II. The prose works of N.P. Willis | ||
2. II.
I have observed that of all the friends one has in the
course of his life, the truest and most attached is exactly
the one who, from his dissimilarity to yourself,
the world finds it very odd you should fancy. We
hear sometimes of lovers who “are made for each
other,” but rarely of the same natural match in friendship.
It is no great marvel. In a world like this,
where we pluck so desperately at the fruit of pleasure,
we prefer for company those who are not formed with
precisely the same palate as ourselves. You will seldom
go wrong, dear reader, if you refer any human
question about which you are in doubt to that icy
oracle—selfishness.
My shadow for many years was a gentle monster,
whom I have before mentioned, baptized by the name
of Forbearance Smith. He was a Vermontese, a descendant
of one of the puritan pilgrims, and the first
of his family who had left the Green mountains since
the flight of the regicides to America.
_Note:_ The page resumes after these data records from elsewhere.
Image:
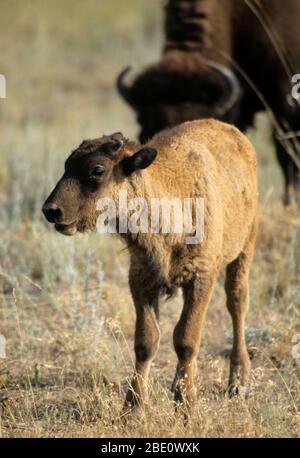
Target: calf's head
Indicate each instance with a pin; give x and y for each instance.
(97, 168)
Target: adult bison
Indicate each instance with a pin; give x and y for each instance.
(226, 59)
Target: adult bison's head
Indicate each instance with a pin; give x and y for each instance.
(182, 87)
(97, 169)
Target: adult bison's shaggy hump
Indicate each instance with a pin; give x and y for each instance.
(206, 159)
(226, 59)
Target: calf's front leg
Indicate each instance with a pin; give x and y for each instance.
(187, 335)
(146, 343)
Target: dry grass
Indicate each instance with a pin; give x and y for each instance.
(65, 308)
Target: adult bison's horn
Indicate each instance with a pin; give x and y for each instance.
(232, 92)
(123, 88)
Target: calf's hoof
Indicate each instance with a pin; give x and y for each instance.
(238, 390)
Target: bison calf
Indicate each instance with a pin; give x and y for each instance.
(206, 159)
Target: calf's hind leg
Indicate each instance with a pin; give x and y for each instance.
(237, 292)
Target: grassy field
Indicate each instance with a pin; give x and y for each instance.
(65, 308)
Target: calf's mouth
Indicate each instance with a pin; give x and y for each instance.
(66, 229)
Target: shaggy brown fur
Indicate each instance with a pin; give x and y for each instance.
(207, 159)
(258, 36)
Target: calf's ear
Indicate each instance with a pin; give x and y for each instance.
(140, 160)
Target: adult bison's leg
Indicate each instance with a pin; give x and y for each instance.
(146, 343)
(187, 335)
(237, 292)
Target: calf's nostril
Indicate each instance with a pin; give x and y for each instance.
(52, 213)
We assimilate
to what we live among, and Forbearance was very
green, and very like a mountain. He had a general
resemblance to one of Thorwaldsen's unfinished apostles—larger
than life, and just hewn into outline. My
acquaintance with him commenced during my first
year at the university. He stalked into my room one
morning with a hair-trunk on his back, and handed me
the following note from the tutor:—
“Sir: The faculty have decided to impose upon
you the fine of ten dollars and damages, for painting
on the college green. They, moreover, have removed
Freshman Wilding from your rooms, and appoint as
your future chum the studious and exemplary bearer,
Forbearance Smith, to whom you are desired to show
a becoming respect.
Rather relieved by my lenient sentence (for, till the
next shedding of his well-saturated coat, the sky-blue
body and red mane and tail of the president's once
gray mare would interfere with that esteemed animal's
usefulness), I received Mr. Smith with more politeness
than he expected. He deposited his hair-trunk in
the vacant bedroom, remarked with a good-humored
smile that it was a cold morning, and seating himself
in my easiest chair, opened his Euclid, and went to
work upon a problem, as perfectly at home as if he
had furnished the room himself, and lived in it from
his matriculation. I had expected some preparatory
apology at least, and was a little annoyed; but being
upon my good behavior, I bit my lips, and resumed
the “Art of Love,” upon which I was just then practising
my nascent Latinity, instead of calculating logarithms
for recitation. In about an hour, my new chum
suddenly vociferated “Eureka!” shut up his book,
and having stretched himself (a very unnecessary operation),
coolly walked to my dressing-table, selected
my best hair-brush, redolent of Macassar, and used it
with the greatest apparent satisfaction.
“Have you done with that hair-brush?” I asked, as
he laid it in its place again.
“Oh yes!”
“Then, perhaps, you will do me the favor to throw
it out of the window.”
He did it without the slightest hesitation. He then
resumed his seat by the fire, and I went on with my
book in silence. Twenty minutes had elapsed, perhaps,
when he rose very deliberately, and without a
word of preparation, gave me a cuff that sent me flying
into the wood-basket in the corner behind me. As
soon as I could pick myself out, I flew upon him, but
I might as well have grappled with a boa-constrictor.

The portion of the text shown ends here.